Saturday, May 26, 2012

***City(Kolkata) boy in Germany solves ‘Newton puzzle' ***

A 16-year-old schoolboy who had moved from Calcutta to Germany four years ago has earned himself the title of “Young Scientist” after solving a problem said to have been posed by Isaac Newton over 300 years ago, German media has reported.

Shouryya Ray, a resident of Dresden, has solved a differential equation that addresses a fundamental problem in particle dynamics and may be used to predict the flight path of a ball bouncing off a wall, the German paper Die Welt said.

The report said Shouryya had developed an analytical solution for a particle dynamics problem that had until now been addressed through numerical solutions using computers that yielded results based on approximations.

“The report suggests that this is a mathematical achievement — an analytical solution is a complete solution in contrast to an approximation,” said Velayudhan A. Raghunathan, a physicist at the Raman Research Institute, Bangalore, who is not familiar with Shouryya’s work.

Some physicists are still unclear about Ray’s achievement.

“The flight of a ball is classical Newtonian dynamics —all we need (to describe the motion) is the angle at which the ball is projected and the coefficient of elasticity which describes the interaction of the ball with the wall,” said K. Subbaramaiah, an executive member of the Indian Association of Physics Teachers.

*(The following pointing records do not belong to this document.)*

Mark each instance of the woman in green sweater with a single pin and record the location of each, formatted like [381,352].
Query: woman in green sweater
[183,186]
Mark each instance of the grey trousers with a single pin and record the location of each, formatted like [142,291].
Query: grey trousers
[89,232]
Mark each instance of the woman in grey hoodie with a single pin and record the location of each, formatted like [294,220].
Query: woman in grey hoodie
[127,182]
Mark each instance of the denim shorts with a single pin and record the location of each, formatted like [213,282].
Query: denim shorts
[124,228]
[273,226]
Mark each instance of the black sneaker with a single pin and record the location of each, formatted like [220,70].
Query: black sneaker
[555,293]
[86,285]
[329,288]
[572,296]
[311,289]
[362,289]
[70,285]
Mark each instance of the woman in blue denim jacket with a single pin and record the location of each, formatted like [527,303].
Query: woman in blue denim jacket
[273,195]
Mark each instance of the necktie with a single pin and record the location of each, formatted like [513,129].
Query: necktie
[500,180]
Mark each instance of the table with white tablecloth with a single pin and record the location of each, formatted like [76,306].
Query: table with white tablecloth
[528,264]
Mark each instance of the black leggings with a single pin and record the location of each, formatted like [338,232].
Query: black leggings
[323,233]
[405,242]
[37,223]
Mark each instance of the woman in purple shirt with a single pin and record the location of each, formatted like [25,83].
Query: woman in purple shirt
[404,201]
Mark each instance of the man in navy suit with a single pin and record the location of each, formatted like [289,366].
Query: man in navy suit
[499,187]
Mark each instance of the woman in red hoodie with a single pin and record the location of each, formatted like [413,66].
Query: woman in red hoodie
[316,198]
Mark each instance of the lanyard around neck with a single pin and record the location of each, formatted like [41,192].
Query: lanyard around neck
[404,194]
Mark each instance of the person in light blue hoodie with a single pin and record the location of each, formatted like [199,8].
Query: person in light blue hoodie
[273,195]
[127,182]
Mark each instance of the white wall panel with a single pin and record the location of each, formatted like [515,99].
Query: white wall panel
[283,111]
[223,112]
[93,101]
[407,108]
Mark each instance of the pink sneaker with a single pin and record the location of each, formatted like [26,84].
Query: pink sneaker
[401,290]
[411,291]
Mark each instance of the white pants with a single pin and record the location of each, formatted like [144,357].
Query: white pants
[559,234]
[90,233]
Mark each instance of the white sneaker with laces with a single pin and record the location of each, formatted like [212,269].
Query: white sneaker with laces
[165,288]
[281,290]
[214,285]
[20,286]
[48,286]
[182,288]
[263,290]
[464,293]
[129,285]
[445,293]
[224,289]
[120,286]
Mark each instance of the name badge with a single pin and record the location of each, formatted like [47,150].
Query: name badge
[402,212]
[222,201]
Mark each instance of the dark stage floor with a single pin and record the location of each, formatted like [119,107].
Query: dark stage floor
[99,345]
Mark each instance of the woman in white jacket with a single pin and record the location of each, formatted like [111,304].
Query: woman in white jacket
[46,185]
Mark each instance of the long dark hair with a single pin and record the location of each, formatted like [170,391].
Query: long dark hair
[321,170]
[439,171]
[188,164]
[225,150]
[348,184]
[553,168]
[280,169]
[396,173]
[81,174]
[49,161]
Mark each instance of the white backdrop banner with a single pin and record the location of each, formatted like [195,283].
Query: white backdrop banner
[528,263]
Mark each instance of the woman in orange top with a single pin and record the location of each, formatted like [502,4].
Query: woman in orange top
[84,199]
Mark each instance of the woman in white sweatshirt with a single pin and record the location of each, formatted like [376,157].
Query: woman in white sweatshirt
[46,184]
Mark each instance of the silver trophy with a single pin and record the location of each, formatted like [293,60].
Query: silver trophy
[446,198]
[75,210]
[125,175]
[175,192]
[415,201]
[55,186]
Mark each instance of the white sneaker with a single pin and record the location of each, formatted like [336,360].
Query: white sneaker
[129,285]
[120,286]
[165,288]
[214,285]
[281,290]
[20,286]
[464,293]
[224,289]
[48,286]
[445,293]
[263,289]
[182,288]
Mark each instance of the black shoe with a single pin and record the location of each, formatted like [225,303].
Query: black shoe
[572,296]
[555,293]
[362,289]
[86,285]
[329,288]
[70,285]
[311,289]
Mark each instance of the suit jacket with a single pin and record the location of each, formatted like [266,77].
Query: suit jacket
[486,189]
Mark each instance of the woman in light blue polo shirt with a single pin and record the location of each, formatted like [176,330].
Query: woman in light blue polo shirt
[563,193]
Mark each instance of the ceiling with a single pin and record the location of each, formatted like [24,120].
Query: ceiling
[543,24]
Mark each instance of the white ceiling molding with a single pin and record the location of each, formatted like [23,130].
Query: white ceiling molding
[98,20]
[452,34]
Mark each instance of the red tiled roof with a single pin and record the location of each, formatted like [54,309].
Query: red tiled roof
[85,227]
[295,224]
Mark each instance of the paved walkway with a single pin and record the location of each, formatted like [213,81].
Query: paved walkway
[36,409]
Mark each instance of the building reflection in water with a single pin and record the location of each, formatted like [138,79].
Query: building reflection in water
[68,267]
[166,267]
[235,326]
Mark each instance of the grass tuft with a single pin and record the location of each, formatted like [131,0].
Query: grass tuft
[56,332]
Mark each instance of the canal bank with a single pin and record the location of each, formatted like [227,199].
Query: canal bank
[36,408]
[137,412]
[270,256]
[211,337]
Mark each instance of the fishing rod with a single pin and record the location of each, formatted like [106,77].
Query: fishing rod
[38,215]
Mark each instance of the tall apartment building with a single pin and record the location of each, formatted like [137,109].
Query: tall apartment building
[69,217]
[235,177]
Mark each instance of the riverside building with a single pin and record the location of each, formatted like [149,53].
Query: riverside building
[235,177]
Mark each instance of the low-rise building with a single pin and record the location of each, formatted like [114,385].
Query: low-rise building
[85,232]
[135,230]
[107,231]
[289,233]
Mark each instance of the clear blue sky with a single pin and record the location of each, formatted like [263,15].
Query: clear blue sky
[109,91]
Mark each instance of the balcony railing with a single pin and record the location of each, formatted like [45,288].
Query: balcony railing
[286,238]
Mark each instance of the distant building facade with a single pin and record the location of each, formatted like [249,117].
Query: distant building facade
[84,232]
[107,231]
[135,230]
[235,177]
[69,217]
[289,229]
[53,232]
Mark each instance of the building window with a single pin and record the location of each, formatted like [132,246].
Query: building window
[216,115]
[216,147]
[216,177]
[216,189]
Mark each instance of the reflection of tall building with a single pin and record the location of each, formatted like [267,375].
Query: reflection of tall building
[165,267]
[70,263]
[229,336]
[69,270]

Shouryya’s feat, the paper said, has helped him win a competition in German’s Saxony province where senior schoolchildren presented myriad projects — from the effects of breakfast on the ability to concentrate, to the cloning of a gene, to a solar car.

Shouryya has just taken the Abitur, the equivalent of the Class 12 exam, at the Martin Andersen Nexo High School in Dresden. He attributes his interest in science to his father, Subhashis Ray, an engineer who works as a research assistant at the Technical University of Freiburg, saying he instilled in him a “hunger for mathematics” by teaching him calculus at the age of six.

Subhashis said he was no longer able to keep up with his son’s mathematical prowess. “He never discussed his project with me before it was finished and the mathematics he used are far beyond my reach,” The Times, London, quoted him as saying.

Shouryya encountered the problem during a visit to the Technical University in Dresden with fellow students, when he was provided the raw data to evaluate a numerical simulation that can be used to describe the flight path of a ball thrown at a wall.

When he realised that the current approximation method could not yield an exact result, Shouryya decided to take the problem on.

“I asked myself, ‘Why can’t it work?’” Shouryya was quoted by Die Welt as saying.

Shouryya, the paper said, doesn’t think he’s a genius. He was weak in graph theory and had trouble even with problems for beginners. It said he’s “even worse” in the social sciences, and quoted him as saying: “In football, I would be bad even in India.”

But he worked for several months on the differential equation and came up with the solution after “many blind alleys”, the paper said. It added that Shouryya was still unclear whether to major in physics or in mathematics.